NEWTON, Iowa (AP) — The only thing most people seem to know about rookie Mikhail Aleshin is that he’s the first Russian driver in IndyCar history.
Aleshin could soon be known more for where he’s headed than where he’s from.
Aleshin, a native of Moscow, has adapted to North American open-wheel racing faster than many had anticipated. He’s coming off back-to-back seventh-place finishes for Schmidt Peterson Motorsports and is now 15th in the points chase heading into the Grand Prix of Houston later this month.
But what’s most remarkable about Aleshin’s early performance is that he’s just seven months removed from his first trip to the U.S. and is a newcomer to every track on the schedule.
“It’s good that I can fight with many of the other drivers that have raced here for years and years. Sometimes be on the same level with them. Sometimes even faster. All that makes you a bit more optimistic,” Aleshin said Friday between test sessions at the Iowa Speedway, which is hosting an IndyCar race next month.
Aleshin is still a mystery to many of the more experienced IndyCar drivers, who commonly referred to him as “The Russian” on the radio during races.
But after failing to land a full-time ride in Formula 1, Aleshin is determined a build a successful career in IndyCar.
In 2007, Aleshin became the first Russian to win a major race at the sub-F1 level with a victory in the Formula Renault 3.5 Series at just 20 years old.
Two years later, he was the first Russian to earn a Formula 1 superlicense. But it was also around that time that Aleshin began contemplating a move to IndyCar.
“Unfortunately, it’s not easy to jump to Formula 1 even if you’re a good driver. You need to have something more than talent, unfortunately,” Aleshin said.
IndyCar, he added, “is a completely new page, a completely new story in my life.”
Aleshin first came to the U.S in November to test at Sebring International Raceway and began his rookie season just four months later.
Aleshin started with impressive 12th- and 6th-place finishes at St. Petersburg and Long Beach, but he followed with crashes at consecutive races. Though Aleshin ran well at the Indianapolis 500, he was done in by mechanical issues.
But Aleshin responded to a non-descript opening race at Belle Isle with a 7th-place effort in the finale of that doubleheader. Last weekend, he qualified a season-best 11th at Texas — the first high-banked oval of his career — and also came in seventh.
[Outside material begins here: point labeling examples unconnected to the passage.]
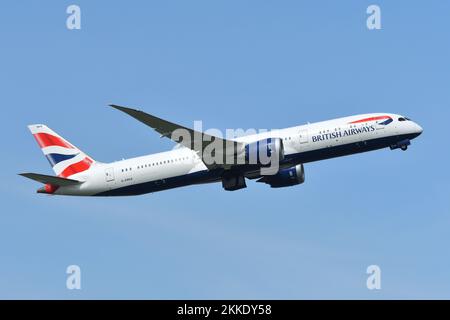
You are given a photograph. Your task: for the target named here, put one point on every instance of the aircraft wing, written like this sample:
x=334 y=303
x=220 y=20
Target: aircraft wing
x=198 y=141
x=56 y=181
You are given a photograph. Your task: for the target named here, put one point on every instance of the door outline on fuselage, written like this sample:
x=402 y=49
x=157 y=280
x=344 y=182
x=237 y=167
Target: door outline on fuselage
x=303 y=136
x=109 y=175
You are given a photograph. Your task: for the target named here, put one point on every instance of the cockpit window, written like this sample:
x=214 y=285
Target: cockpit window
x=386 y=122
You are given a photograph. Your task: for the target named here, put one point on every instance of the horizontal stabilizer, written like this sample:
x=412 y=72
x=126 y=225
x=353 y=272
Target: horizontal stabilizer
x=56 y=181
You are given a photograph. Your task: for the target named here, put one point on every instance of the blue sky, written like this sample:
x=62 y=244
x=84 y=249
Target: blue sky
x=232 y=64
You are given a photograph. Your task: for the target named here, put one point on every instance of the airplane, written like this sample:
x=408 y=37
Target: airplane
x=78 y=174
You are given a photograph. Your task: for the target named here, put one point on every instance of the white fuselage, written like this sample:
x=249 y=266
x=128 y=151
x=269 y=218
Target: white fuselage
x=182 y=166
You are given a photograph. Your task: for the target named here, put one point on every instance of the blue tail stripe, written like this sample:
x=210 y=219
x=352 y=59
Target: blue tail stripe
x=55 y=158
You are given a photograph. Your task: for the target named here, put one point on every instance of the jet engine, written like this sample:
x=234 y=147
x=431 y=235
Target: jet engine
x=285 y=177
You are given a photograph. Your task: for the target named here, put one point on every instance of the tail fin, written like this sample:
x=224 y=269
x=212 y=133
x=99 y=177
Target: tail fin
x=65 y=159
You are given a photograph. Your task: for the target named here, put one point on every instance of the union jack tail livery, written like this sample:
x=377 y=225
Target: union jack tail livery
x=65 y=159
x=190 y=164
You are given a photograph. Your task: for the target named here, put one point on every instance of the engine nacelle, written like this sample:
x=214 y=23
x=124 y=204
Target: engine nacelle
x=285 y=177
x=263 y=152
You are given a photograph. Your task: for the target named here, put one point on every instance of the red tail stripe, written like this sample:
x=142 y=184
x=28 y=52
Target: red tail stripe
x=78 y=167
x=371 y=119
x=48 y=140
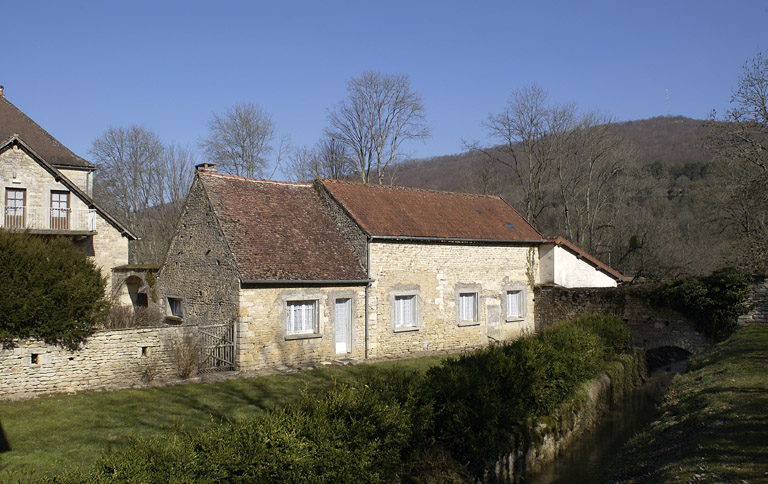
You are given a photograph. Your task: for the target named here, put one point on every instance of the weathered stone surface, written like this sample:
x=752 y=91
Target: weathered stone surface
x=651 y=327
x=435 y=274
x=109 y=360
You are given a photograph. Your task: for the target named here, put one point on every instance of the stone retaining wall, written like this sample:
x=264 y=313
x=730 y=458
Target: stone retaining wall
x=548 y=436
x=758 y=301
x=110 y=359
x=651 y=327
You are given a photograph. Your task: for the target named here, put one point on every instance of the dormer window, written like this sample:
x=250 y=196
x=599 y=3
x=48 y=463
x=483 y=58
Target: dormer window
x=59 y=210
x=15 y=208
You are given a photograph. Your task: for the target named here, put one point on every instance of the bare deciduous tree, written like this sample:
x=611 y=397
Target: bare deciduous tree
x=327 y=159
x=380 y=113
x=240 y=140
x=741 y=139
x=531 y=133
x=144 y=184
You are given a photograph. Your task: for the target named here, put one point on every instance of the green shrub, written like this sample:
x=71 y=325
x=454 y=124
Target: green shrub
x=50 y=290
x=714 y=302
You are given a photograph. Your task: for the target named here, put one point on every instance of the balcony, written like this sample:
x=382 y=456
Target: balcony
x=46 y=220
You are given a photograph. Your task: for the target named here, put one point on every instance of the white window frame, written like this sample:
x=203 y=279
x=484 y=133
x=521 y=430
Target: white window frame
x=412 y=322
x=461 y=308
x=522 y=309
x=302 y=308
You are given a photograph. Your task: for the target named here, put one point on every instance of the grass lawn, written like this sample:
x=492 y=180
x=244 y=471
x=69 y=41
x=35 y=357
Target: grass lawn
x=713 y=425
x=49 y=434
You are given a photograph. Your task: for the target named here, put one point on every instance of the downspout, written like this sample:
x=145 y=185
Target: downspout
x=367 y=287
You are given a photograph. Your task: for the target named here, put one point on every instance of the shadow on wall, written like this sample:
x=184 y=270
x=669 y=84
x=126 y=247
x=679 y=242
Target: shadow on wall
x=4 y=445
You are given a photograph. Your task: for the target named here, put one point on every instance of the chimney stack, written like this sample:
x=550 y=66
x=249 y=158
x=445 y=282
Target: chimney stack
x=206 y=167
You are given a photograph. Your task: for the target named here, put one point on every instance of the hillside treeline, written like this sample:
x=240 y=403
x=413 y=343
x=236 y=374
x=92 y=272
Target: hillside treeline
x=663 y=204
I’ve been “unlucky in some races. A little bit maybe inexperienced in some things here because it’s a different culture here,” Aleshin said. “It’s just different rules. I just need to get used to it.”
Though Aleshin keeps inching toward his first podium finish, he also knows that the experience he’s gaining in 2014 should lead to much better results in 2015.
For now, Aleshin is content to learn as he goes.
“It’s definitely one of the toughest, if not the toughest, series that I have raced in,” Aleshin said. “Every driver here has a history. Every driver has a background. Every driver has won something. I can tell you that it’s very hard to race against them, that’s for sure.”